Many of the essays call to improve the methods and manner of research being done in the field, as well as the incredible need for interdisciplinary collaboration. The word “multidisciplinary” comes up again and again, which does not have the effect one the reader one would assume. The various sections in which the essays in this work are grouped by nature contain the flavor of the multidisciplinary through title alone. Ethnobotany in Education or Ethnomycology are literal mixtures of many sciences, both social and biological. Again and again we see the need for avoiding jargon to allow full collaboration between fields as well as praise for the various areas of study, such as Pharmacology, which has contributed so much to the study of these relations between people and plants.
One of the few criticisms to be made is of the matter of the indexes. It is difficult to find specific plants or names in the individual articles. A simple revamping would dramatically improve the usability of this important resource. An updated version or a new edition of more recent essays would be a great comparative text today, some twenty years later. More women and indigenous writers would also make for a more complete spectrum of the discipline. This may also be due simply to the time in which it was written, and hopefully today, a broader diversity of writers and researchers would be called from the ethnobotanical woodwork. It is difficult to find much real fault in such a diversity of topics presented and clear, relevant intention on Schultes’ part to convey the messages of cultural and biological conservation.

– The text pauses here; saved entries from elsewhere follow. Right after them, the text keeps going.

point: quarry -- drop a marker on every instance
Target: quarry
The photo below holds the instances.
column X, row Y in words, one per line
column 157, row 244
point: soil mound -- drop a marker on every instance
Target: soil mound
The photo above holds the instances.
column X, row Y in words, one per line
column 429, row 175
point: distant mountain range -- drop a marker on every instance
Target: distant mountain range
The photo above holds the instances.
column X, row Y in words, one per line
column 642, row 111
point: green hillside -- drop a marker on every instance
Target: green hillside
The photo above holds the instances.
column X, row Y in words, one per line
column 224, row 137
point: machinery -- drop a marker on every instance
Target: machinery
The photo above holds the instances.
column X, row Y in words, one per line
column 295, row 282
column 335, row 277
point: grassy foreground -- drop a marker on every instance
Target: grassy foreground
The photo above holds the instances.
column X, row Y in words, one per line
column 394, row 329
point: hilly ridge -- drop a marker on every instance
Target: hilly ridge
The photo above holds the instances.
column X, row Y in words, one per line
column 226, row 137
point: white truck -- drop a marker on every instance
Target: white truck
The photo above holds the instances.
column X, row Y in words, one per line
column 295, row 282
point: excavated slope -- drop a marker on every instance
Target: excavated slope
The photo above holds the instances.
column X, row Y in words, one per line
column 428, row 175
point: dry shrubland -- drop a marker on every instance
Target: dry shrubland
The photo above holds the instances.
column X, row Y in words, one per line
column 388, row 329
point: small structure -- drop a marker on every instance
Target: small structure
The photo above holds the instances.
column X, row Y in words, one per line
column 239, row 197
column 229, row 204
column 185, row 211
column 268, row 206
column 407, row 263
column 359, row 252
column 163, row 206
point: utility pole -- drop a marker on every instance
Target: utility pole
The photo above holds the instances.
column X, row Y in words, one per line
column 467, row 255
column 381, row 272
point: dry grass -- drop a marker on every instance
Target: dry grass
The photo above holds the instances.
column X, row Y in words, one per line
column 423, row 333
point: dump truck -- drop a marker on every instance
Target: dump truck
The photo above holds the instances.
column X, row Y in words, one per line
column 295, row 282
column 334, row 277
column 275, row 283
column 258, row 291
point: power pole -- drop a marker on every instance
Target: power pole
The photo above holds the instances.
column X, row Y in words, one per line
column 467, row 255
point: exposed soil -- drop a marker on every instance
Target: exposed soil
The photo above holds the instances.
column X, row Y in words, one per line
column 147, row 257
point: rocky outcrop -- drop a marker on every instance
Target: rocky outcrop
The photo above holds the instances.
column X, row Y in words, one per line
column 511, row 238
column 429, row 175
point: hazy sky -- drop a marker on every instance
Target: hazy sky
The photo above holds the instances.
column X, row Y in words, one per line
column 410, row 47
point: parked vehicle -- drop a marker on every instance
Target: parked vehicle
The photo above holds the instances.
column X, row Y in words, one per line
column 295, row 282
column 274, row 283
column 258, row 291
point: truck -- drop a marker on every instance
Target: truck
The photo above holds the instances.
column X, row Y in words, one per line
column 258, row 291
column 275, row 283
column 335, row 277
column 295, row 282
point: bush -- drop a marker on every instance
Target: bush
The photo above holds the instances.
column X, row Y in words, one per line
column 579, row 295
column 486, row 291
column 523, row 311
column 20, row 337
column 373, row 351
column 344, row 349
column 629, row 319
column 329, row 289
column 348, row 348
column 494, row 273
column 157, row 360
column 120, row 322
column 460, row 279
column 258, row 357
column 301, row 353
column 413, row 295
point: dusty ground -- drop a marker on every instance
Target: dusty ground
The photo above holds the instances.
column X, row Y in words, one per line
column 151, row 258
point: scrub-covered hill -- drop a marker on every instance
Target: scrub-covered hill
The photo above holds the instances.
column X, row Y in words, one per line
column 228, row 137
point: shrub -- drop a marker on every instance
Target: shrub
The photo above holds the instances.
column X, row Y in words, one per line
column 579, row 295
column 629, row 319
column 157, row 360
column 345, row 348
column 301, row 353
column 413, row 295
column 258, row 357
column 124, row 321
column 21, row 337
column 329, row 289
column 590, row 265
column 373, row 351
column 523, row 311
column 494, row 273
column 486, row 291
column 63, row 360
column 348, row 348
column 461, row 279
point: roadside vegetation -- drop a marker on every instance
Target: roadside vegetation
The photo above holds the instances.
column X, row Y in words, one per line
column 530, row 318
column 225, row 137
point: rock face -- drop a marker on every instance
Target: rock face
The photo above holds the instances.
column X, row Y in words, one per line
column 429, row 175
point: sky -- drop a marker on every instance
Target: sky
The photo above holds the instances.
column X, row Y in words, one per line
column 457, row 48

Schultes and von Reis have created a useful model for organizing ethnobotanical research through the categories chosen, which is a difficult task due to the clearly multidisciplinary nature of this field. By dividing them by sub-science or art, it is easier to move through the various topics with clarity as to the methods and types of research employed by each of the collaborative disciplines. Though many questions are raised by the contributors and the editors, I implore the reader to not view ethnobotany through this work as a messy or disorganized field of study, but rather celebrate and rest assured that these questions can be answered due to the unique partnerships created by the multidisciplinary nature of this young, yet effective area of natural science.